Le 8 août dernier 2023, l’Assemblée législative de Transition a voté la loi portant protection, sauvegarde et valorisation du patrimoine culturel au Burkina Faso. A travers cette interview, le conseiller en gestion de patrimoine culturel et de formation, Moctar Sanfo, par ailleurs directeur général de la culture et des arts, donne de plus amples éclaircissements sur le patrimoine culturel.
Sidwaya (S) : Qu’entend-on par patrimoine culturel ?
Moctar Sanfo (MS) : quand on parle de patrimoine culturel, on parle de biens, soit public ou privé, et ils peuvent être matériels ou immatériels et ils sont soit religieux ou profanes. Ce qui est important, ils sont transmis de génération en génération dont la conservation, la sauvegarde et la préservation présentent un intérêt historique, mémorial ou artistique, scientifique légendaire ou pittoresque. Dans ce que je viens de dire, il y a deux entités ou deux formes qui se dégagent. Les biens physiques d’une part qui sont constitués par les sites et les monuments ou encore les objets immobiliers qui sont dans les musées. Il y a encore une entité au moins une forme non physique, constituée par les inspections, les représentations, les pratiques, les savoirs et les savoir-faire. Dans le jargon, nous parlons de patrimoine culturel matériel et immatériel. Dans le patrimoine culturel matériel, on parle de patrimoine culturel matériel mobilier. C’est-à-dire ce qui peut être déplacé et le patrimoine culturel immobilier, ce qui ne peut pas être déplacé.

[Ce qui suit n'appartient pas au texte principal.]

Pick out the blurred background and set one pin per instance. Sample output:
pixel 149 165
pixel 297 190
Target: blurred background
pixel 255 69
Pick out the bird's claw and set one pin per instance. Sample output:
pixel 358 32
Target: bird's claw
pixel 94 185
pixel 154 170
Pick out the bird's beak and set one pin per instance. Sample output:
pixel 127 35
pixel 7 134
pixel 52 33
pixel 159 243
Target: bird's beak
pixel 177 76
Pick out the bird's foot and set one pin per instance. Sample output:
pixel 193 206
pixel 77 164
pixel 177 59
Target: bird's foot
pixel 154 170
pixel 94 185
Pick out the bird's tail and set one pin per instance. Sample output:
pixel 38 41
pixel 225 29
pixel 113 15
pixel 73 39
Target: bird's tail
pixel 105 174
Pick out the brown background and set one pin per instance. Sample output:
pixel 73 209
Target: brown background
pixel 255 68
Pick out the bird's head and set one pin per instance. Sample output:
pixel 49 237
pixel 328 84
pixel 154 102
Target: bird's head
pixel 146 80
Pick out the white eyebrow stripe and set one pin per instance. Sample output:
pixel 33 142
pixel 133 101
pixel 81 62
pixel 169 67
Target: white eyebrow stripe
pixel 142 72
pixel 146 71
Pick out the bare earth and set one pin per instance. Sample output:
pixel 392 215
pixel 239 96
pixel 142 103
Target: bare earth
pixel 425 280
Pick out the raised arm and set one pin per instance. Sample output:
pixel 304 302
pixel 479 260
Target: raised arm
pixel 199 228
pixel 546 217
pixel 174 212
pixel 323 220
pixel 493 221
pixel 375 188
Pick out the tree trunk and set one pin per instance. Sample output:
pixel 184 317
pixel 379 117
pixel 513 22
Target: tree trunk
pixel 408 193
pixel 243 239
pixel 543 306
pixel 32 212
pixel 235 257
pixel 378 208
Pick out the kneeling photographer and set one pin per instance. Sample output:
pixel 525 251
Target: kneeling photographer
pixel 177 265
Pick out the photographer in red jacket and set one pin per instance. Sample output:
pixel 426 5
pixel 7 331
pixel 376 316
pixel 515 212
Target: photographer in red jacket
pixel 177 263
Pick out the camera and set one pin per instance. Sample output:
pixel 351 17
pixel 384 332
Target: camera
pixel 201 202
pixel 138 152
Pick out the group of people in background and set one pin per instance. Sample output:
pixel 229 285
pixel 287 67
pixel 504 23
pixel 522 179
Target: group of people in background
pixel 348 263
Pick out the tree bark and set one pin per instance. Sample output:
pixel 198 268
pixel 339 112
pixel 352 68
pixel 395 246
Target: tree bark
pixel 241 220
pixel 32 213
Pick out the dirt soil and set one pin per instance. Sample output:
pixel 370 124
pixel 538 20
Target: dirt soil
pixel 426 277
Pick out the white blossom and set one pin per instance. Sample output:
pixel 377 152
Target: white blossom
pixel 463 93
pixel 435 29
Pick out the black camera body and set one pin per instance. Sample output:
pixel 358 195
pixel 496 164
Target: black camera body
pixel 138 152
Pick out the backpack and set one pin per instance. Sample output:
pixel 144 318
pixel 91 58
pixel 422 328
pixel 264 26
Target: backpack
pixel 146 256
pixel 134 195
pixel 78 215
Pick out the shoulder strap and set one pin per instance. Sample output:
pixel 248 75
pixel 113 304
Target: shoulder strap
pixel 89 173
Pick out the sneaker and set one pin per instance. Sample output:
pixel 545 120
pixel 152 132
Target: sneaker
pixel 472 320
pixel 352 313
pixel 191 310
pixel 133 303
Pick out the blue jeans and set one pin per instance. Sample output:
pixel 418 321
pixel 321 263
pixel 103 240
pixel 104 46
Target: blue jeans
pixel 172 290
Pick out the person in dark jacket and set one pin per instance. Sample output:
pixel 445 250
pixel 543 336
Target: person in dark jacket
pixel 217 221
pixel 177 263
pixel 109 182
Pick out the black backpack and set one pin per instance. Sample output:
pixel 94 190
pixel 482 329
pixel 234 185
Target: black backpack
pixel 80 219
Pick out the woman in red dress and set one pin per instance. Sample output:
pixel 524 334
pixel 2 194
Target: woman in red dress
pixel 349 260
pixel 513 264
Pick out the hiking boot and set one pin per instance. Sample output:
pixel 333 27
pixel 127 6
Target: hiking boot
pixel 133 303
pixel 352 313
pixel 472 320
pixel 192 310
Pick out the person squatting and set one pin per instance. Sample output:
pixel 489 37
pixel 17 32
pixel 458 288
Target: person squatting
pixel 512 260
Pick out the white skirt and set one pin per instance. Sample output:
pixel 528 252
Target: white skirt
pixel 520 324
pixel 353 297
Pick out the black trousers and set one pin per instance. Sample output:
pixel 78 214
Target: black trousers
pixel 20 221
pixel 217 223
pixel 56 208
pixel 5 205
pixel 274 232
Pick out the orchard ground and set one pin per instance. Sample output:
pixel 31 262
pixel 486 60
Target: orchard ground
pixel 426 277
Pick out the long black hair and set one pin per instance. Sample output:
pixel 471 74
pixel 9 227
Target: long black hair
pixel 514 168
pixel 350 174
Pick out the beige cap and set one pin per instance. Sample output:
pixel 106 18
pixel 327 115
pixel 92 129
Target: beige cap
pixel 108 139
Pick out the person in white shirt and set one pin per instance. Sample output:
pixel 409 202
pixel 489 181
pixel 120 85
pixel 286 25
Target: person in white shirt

S : Au Burkina qu’est-ce qui peut être considéré comme faisant partie de notre patrimoine culturel ?
M.S. : Selon la nouvelle loi, ce sont les biens matériels pour lesquels il faut voir les sites très scripturaires, les monuments, ou encore les architectures. On a les sites culturels et les monuments ou encore les mausolées et les ensembles architecturaux. C’est ce qui concerne le patrimoine culturel matériel immobilier. Pour ce qui concerne le patrimoine culturel mobilier, on a les antiquités qui sont des objets immobiliers dont la plupart sont utilisés dans les communautés pour des rituels. J’avais dit que les biens peuvent être religieux ou profanes. Ceux religieux sont les objets qui ont une charge scripturaire. Ceux qui sont profanes sont des objets immobiliers ou statutaires, des instruments de musique et des têtes de masque conservés en général dans les musées. Pour ce qui concerne le patrimoine immatériel, on a parlé des pratiques. Quand on prend des faits coutumiers, des sorties de masques, il y a des représentations comme le faux départ du Mogho Naaba et le savoir-faire des techniques de fabrication de l’outil utilitaire, le chapeau de Saponé, la technique de fabrication qui est un élément du patrimoine culturel immatériel. L’architecture est un élément aussi du patrimoine culturel immatériel. C’est un savoir-faire avant tout. Les traditions vivantes ou encore la divination, les contes, sont des traditions et expression orale. Donc le champ de patrimoine culturel est assez vaste. Il s’étend même aux forêts, aux jardins botaniques parce qu’il y a des situations où le culturel et le naturel s’interprètent mutuellement. Quand on prend les bosquets sacrés, on ne peut pas faire la scission entre ce qui est culturel et naturel. Peut-être que s’il n’y avait pas de culturel, le bosquet n’allait pas exister ou le marigot sacré qui est un des éléments qui s’identifient au patrimoine culturel au Burkina Faso. Dans cette loi, nous avons eu la possibilité de délimiter le champ du patrimoine de façon claire de sorte à ce que toute personne qui l’a lue puisse comprendre de quoi il s’agit.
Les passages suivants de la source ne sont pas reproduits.